Dein Telefon blubbert!

Symbolfoto: Pixabay

Ach, wie schön waren die Zeiten, als man wenigstens am Feierabend noch zu Hause ungestört ein Buch lesen oder mit dem Ehegatten diskutieren konnte. Seit ich per Smartphone vernetzt bin, weil unsere heißgeliebte Althandysammlung - vier gleiche Exemplare als gegenteilige Ersatzteillager - nach dem allerletzten Ausschlachtungsversuch geschlossen in die ewigen Jagdgründe einging, ist es Essig damit. Weg mit dem grobschlächtigen „Knochen“, mit dem man einfach nur telefonierte und sonst gar nichts - her mit dem superflachen Allroundperformer, mit dem man E-Mails schreiben, fotografieren, spielen, scannen, Musik hören, fernsehen, Interviews aufnehmen, Metalle detektieren, das Wetter vorhersagen, Mauern ausloten und was weiß ich was noch alles kann. Wäsche waschen oder ein Dreigängemenü kochen wäre praktisch. Ach ja, und telefonieren.

„Dein Telefon blubbert!“, unterbricht mein Göttergatte unsere heißen Diskussionen um Mitternacht, ob die Daker nun schriftkundig waren und was sich Brâncu{i bei den runden Elementen am Tor des Kusses gedacht haben mag.
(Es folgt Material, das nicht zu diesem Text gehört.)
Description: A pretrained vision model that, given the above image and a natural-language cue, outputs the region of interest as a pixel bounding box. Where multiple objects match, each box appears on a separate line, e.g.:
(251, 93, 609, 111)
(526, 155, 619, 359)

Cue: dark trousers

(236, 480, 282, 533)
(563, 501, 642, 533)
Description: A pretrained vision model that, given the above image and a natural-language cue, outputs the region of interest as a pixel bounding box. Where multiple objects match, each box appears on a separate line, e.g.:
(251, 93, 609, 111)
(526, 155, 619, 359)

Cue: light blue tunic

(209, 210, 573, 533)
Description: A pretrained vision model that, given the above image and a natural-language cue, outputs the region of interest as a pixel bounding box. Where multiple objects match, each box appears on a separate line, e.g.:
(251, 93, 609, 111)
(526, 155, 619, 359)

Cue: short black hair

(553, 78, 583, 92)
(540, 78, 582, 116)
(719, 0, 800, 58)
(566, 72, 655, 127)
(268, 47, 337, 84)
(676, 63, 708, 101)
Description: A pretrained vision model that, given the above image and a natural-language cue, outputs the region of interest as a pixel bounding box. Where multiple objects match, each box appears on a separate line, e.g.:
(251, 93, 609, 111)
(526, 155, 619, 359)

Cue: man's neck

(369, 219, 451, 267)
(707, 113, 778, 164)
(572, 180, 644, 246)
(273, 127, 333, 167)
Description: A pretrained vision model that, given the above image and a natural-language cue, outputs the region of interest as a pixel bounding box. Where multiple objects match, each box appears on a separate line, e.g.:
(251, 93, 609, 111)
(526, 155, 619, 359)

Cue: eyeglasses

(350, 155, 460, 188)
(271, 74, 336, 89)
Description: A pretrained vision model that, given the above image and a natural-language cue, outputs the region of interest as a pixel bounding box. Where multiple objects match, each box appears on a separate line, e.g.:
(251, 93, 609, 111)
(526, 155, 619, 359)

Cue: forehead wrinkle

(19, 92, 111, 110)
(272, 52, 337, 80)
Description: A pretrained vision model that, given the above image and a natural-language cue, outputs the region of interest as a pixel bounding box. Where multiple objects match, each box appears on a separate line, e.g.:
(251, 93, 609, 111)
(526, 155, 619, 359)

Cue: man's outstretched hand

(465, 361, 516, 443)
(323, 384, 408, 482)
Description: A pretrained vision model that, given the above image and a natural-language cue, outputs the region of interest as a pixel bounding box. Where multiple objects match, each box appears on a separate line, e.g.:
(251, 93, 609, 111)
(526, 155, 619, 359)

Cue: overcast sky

Vergeblich tat ich so, als hätte ich das wässrige Plätschern - das diskreteste zur Auswahl stehende Signalgeräusch - einfach nicht gehört. Und murrte:„Ist das jetzt wichtig?“ Für mich hat der Mensch, dem ich gegenüber sitze, eindeutig Priorität! Doch George sieht mich strafend an. Die Handy-Nettiquette hat solch antiquierte Regeln wohl längst über den Haufen geworfen. „Es könnte ja wichtig sein!“, meint er. Um Mitternacht? Bin ich Feuerwehrmann, Notarzt oder Rettungssanitäter? Will irgendjemand ganz schnell einen journalistischen Blitzeinsatz, etwa einen Brandartikel über eine hochaktuelle Buchvorstellung oder ein Notfallfoto vom neuen Kunstwerk vor dem Pressehaus?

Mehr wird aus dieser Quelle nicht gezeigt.